Television: new album

Despite rumours of some credence we’ve been waiting some eight years for the new Television album — don’t rush into it lads! To feed my addiction I was one of those who sent off for a cassette import of The Blow-Up (1982) if only to hear “Little Johnny Jewel”. We waited 14 years for album three (1992), not withstanding Tom Verlaine’s solo outings keeping us nourished, and of course we WILL wait for another album from (IMHO) one of the three greatest “rock” bands of all time and certainly the greatest one still functioning with absolute artistic integrity — no showbiz schlock for these guys.
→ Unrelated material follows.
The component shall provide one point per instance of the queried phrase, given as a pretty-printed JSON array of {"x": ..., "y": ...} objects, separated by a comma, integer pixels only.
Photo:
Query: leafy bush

I just wish that (a) journalistic glove-puppets would stop using the totally misappropriated trope “punk” and that (b) “purist” fans stop harking back to Richard Hell and Richard Lloyd — Jimmy Rip lovingly and brilliantly really does the business. Regarding the former, one of Television’s unlikely virtues is that their sound is ahistorical — it exists in a soundscape that is not subject to the vagaries of changing fashions, technological or otherwise. It has a timeless transcendental quality to it.
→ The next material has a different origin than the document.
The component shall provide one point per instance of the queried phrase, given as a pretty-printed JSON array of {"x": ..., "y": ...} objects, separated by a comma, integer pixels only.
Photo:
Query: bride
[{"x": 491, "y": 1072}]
We know that Verlaine and Bowie saw each other as kindred spirits — though, as we know, Bowie gave up the ghost after he brilliantly covered Verlaine’s “Kingdom Come” in his last great album Scary Monsters (1980). Tom Verlaine . . . as indicated earlier pursued greatness not “careeriness” and whose artistic vision is still a wonder to behold. Long may the “Frantz Kafka” of musicality continue.